I do not feel disinclined about Blue Nights, which I have read this morning and which will break your heart.  The jacket copy describes the book as "a work of stunning frankness about losing a daughter."  It is that; in part it is.  But it is also, mostly, as the jacket also promises, Didion's "thoughts, fears, and doubts regarding having children, illness, and growing old."

A cry, on other words, in the almost dark.  A mind doing what a mind does in the aftermath of grief and in the face of the cruelly ticking clock.  Blue Nights is language stripped to its most bare.  It is the seeding and tilling of images grasped, lines said, recurring tropes—not always gently recurring tropes.  It is a mind tracking time.  It is questions: 

"How could I have missed what was so clearly there to be seen?"

"What if I can never again locate the words that work?"

"Who do I want to notify in case of emergency?"

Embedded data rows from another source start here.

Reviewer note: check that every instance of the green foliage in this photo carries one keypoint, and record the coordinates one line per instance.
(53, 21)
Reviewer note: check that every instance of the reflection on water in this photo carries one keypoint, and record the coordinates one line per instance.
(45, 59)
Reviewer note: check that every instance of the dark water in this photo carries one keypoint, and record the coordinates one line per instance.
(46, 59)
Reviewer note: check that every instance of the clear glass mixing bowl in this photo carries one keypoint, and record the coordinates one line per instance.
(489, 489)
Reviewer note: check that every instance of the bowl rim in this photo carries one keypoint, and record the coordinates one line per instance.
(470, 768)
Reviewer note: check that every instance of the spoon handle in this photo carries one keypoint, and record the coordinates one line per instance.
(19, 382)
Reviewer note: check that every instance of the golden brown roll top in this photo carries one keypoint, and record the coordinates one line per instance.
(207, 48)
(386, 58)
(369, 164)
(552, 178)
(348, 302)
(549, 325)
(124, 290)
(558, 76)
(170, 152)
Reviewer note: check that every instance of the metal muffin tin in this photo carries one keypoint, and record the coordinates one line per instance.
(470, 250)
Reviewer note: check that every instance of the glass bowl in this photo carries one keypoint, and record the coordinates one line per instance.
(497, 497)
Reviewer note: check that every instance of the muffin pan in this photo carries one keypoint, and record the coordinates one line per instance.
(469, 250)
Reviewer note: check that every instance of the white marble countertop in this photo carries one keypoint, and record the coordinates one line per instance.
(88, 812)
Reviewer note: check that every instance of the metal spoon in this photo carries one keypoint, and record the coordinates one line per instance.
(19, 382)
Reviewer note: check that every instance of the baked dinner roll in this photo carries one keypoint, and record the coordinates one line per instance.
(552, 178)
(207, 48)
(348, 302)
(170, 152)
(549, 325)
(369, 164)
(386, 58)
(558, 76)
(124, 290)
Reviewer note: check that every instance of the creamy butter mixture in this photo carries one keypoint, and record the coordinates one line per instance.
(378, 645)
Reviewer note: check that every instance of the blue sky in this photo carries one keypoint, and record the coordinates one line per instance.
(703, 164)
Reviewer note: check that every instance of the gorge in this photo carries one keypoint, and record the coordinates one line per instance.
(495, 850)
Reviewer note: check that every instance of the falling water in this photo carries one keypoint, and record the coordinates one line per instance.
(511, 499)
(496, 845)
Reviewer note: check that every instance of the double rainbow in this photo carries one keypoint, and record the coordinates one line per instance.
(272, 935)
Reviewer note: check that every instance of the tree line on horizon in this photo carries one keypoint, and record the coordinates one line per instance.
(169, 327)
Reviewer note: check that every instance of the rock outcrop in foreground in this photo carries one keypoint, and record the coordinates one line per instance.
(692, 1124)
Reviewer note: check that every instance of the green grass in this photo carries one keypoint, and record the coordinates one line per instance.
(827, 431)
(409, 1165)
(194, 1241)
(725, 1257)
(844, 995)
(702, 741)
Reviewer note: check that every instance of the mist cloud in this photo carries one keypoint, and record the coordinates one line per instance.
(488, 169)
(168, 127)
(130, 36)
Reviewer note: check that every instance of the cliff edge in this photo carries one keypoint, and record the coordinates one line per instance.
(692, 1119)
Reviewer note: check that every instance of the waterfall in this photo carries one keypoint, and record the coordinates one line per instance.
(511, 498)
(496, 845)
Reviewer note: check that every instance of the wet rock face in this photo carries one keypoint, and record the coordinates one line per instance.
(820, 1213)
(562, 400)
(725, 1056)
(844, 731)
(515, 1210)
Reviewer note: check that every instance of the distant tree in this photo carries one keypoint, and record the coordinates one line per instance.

Joan Didion, always physically small and intellectually giant, is, as she writes in this book, seventy-five years old.  She is aware of light and how it brightens, then fades.  She writes of blue—a color and a sound that has long obsessed me, and has obsessed writers like Rebecca Solnit.  She writes of the gloaming, a word I will forever associate with the immensely talented Alice Elliott Dark. 

Here is how she writes:
You pass a window, you walk to Central Park, you find yourself swimming in the color blue: the actual light is blue, and over the course of an hour or so this blue deepens, becomes more intense even as it darkens and fades, approximates the blue of the glass on a clear day at Chartres, or that of the Cerenkov radiation thrown off by the fuel rods in the pools of nuclear reactors.  The French called this time of day "l'heure bleue."  To the English it was "the gloaming."  That very word "gloaming" reverberates, echoes—the gloaming, the glimmer, the glitter, the glisten, the glamour—carrying in its consonants the images of houses shuttering, gardens darkening, grass-lined rivers slipping through the shadows.